Sevgili Ralph ve diğerleri,
Sesiniz bu defa gerçekten duyuldu. Daha önce duyan bizler bu duruma pek sevindik. Sonunda gözkapakları aranılıyor ve sis perdesi bir nebze olsa dahi kalkıyor dedik. Ta ki size üzüldüğünü öğlen bildiren kişinin, akşam yemek tabağında bir canlı kalıntısı paylaştığını görene kadar.
Sadece bu durumla da kalmadı. Bir taşla iki kuş nasıl vurulur mantığındaki biz, sizlerin canınızın yandığı, yaşam hakkınızın elinizden alındığı filmi paylaşıp kar elde edecek şekilde işbirliğine dönüştürdük. Bunları duyduğunda şaşırmayacağına eminim çünkü biz insanların ahlakı, bu şekilde olmasa sen şu an bu kadar trajik bir şekilde popüler olamazdın. Senin de dediğin gibi doğada özgür olabilir ya da hiç var olmazdın.
Halbuki sen farklıydın Ralph, sevimliydin de üstelik. İtiraf etmeliyim ki senin yerine deneylerde kullanılan kardeşin sıçan Latte olsaydı bu film belki bu kadar dikkat çekmezdi. Çünkü biz insanlar için sevimli ya da güzel değilsen bu acıları çekmen hatta bizim faydamız için ölmen sana müstahak. Ahlak dışı fayda sağlamak söz konusu olunca daha doğrusu bizim iyiliğimiz ön planda olunca sen acı çekmeyen, duyguları olmayan bir malsın. Bu nedenle sana istediğimiz şekilde davranabiliriz. Çünkü bizler en üstün tür, hiyerarşinin başıyız.
Tavşan Ralph
Türümüzün öz eleştirisi mi?
Sana da tanıdık geldi mi? Benim için çağrışımı, 20.yy’da İkinci Dünya Savaşı süreci ile Nazi Almanya’sında karşımıza çıkan Hitler. Şu an hala konuşulmakta ve genel olarak eleştirilmekte olan, aynı zamanda zafere giden yol için doğruluk gerekmediğini savunan, ahlakı yok sayan bir diktatör. Onun yaptırımları, ırk ayrımı ve yaşattığı onca acıdan bizim sizlere yaptıklarımızın ne farkı var ki? Tek farkı, tür ayrımı. Ve biz bunları size yaşatırken 21.yy’dayız sevgili dostum. Aradan günler, aylar, yıllar geçse dahi canilik baki kalabilmekte. Çünkü bizler doğada ayağımızın değdiği taşı yok sayıp elmas için canı değersiz görenleriz. Madenler için ağaçları köklerinden söken, karafatma görünce tiksinen fakat uğurböceği için şarkılar söyleyen bir türüz işte.
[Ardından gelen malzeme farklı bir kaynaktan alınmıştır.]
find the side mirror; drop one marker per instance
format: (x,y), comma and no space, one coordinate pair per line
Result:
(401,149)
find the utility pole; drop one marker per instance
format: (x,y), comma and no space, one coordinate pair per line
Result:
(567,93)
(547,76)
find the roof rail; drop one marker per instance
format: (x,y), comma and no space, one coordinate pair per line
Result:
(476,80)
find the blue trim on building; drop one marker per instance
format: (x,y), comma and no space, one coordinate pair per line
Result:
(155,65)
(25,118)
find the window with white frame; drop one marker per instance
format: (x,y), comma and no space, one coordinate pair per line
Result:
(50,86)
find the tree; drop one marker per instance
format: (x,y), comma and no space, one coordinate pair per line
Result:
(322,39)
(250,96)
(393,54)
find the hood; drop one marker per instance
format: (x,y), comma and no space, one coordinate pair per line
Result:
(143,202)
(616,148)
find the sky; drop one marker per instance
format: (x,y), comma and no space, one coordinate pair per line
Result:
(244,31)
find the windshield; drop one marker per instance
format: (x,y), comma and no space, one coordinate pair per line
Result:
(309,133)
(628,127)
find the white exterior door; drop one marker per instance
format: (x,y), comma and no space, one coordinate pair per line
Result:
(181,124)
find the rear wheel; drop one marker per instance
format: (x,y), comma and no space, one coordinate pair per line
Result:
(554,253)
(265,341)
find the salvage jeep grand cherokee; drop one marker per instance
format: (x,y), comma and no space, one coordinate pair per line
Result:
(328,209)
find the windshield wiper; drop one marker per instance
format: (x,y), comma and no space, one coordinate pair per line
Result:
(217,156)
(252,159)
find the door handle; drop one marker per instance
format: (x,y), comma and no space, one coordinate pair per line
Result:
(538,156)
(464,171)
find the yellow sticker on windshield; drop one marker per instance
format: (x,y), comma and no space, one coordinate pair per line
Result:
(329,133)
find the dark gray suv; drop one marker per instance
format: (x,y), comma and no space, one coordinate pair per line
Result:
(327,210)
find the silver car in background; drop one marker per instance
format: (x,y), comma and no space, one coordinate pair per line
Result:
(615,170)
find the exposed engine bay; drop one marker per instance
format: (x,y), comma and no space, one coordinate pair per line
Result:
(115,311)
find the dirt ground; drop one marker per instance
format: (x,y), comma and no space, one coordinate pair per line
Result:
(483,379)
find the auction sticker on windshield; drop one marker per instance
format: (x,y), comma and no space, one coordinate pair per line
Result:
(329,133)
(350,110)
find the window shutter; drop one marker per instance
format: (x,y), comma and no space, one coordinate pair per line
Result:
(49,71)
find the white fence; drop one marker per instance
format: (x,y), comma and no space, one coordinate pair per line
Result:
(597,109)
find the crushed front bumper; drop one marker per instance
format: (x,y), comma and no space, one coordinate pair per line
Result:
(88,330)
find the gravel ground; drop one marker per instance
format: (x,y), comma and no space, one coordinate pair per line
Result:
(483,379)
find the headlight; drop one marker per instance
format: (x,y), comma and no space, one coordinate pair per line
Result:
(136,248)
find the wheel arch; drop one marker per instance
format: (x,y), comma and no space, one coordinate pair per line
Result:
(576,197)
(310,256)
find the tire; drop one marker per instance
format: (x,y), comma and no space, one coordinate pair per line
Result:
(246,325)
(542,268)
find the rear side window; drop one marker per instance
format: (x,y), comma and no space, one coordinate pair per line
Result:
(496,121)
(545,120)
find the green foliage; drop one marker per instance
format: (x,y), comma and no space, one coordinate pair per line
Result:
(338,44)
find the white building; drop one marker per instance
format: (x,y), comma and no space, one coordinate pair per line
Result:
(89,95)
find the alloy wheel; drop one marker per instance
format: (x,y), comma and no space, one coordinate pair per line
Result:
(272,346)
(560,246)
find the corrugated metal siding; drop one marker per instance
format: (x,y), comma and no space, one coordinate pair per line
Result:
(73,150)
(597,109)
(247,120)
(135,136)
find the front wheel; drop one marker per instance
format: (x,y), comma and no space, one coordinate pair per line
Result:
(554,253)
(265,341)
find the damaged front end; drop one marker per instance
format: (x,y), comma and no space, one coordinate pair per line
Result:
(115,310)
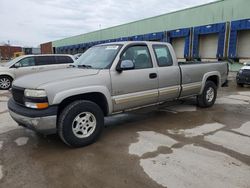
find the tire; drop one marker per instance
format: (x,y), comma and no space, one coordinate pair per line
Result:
(5,82)
(80,123)
(208,96)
Ralph, biliyorum çok canın yanmakta. Hatta bu yazdıklarım sana ulaşmayacak bile. Çünkü filmle birlikte çok ses getirdiğin için seni çoktan kurban ettiler belki de. Nasıl olsa senden çok var, kimse anlamaz ki yokluğunu. Ama insanlar yani biz, şu an sadece kozmetik sektörü gerçeğini bir nebze de olsa gördük seninle. Peki ya ilaç, yemek, giyim ve diğer sektörler? Keşke hepiniz senin gibi konuşsa ya dostum. Keşke hepinizin acısını senin ürkek, çaresiz ve kabullenmiş o masum bakışınla yansıtsak. Yine “se, sa”lara düşmüş bir insancığın çaresiz kelimeleri işte bunlar.
Tavşan Ralph
İnsan olma vasfına dair
Biz, hiç sizin gibi karşılıksız sevgide kalamadık Ralph. Sen, hayvan olarak türünün en iyi hali ile potansiyelini sunarken biz insan olamayıp seni gasp ettik. Sorgulamadan, önümüze sunulan bilgileri alıp giydik üzerimize. Bu bize uyar mı diye düşünmeden. Yani işin özü şu ki, biz insan olmayı hala beceremedik sevgili dostum.
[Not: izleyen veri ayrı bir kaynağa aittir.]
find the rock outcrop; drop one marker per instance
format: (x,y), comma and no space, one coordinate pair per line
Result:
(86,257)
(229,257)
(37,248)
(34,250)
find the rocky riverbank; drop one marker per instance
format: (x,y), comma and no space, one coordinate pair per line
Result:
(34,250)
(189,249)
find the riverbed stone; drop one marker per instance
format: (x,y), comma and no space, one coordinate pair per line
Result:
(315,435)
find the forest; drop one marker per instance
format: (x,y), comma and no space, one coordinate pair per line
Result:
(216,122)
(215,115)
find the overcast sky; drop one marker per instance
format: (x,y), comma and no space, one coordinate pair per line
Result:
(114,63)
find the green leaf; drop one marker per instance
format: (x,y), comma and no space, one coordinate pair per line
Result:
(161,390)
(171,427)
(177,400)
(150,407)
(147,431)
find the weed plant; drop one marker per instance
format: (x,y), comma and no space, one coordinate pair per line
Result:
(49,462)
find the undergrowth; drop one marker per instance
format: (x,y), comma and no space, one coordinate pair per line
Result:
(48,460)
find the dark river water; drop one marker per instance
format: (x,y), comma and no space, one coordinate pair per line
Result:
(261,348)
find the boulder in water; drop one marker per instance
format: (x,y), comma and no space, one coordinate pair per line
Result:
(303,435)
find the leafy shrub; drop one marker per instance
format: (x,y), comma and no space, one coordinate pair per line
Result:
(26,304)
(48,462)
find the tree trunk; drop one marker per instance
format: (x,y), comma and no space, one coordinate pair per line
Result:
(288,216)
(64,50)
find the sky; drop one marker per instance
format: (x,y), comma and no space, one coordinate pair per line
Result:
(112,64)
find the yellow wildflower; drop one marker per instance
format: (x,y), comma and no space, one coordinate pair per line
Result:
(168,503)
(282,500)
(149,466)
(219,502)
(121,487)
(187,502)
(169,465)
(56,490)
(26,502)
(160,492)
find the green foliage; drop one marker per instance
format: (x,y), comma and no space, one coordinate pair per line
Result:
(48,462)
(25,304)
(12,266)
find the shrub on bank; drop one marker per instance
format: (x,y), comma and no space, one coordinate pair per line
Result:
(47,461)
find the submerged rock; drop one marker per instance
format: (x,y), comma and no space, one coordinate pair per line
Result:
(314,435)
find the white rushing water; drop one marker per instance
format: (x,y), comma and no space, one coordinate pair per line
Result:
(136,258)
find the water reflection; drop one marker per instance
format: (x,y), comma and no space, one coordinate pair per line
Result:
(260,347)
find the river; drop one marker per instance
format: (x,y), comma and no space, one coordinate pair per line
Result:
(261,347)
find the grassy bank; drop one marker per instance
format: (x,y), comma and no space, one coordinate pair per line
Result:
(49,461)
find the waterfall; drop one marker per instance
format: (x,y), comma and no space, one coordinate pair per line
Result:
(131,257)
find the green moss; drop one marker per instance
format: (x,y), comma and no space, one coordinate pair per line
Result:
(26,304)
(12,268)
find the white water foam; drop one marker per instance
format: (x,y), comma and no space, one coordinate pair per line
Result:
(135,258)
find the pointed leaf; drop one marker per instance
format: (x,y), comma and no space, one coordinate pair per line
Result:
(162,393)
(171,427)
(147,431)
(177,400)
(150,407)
İnsan olmak.. ne güzel bir erdem olsa gerek. Başlangıçtan sona değin deneyimlediklerinle, etik seçimlerinle, bilincinle var olmak. Bu yola baş koyan, deneyen bizler, veganlar şimdi yüksek sesle haykırıyoruz. Türümüzden gözleri aralanmaya başlayanlara.
Sevgili insan olma çabasındaki insan, evet sen.
Her şey seninle ve bağlantılı olduğun dünya ile ilgili. Ve sen dünyanın geri kalanından hele ki bu acılardan bağımsız olamazsın. Hadi gel birlikte haykıralım.
Deneye hayır! Türlerin yaşam hakkı gaspına, saygısızlığına hayır! Yanlış öğretilmiş tüm ahlaksızlığa hayır!
Sesimiz giderek artıyor.
Yeterli olmasa da bizi duyuyor musun Ralph?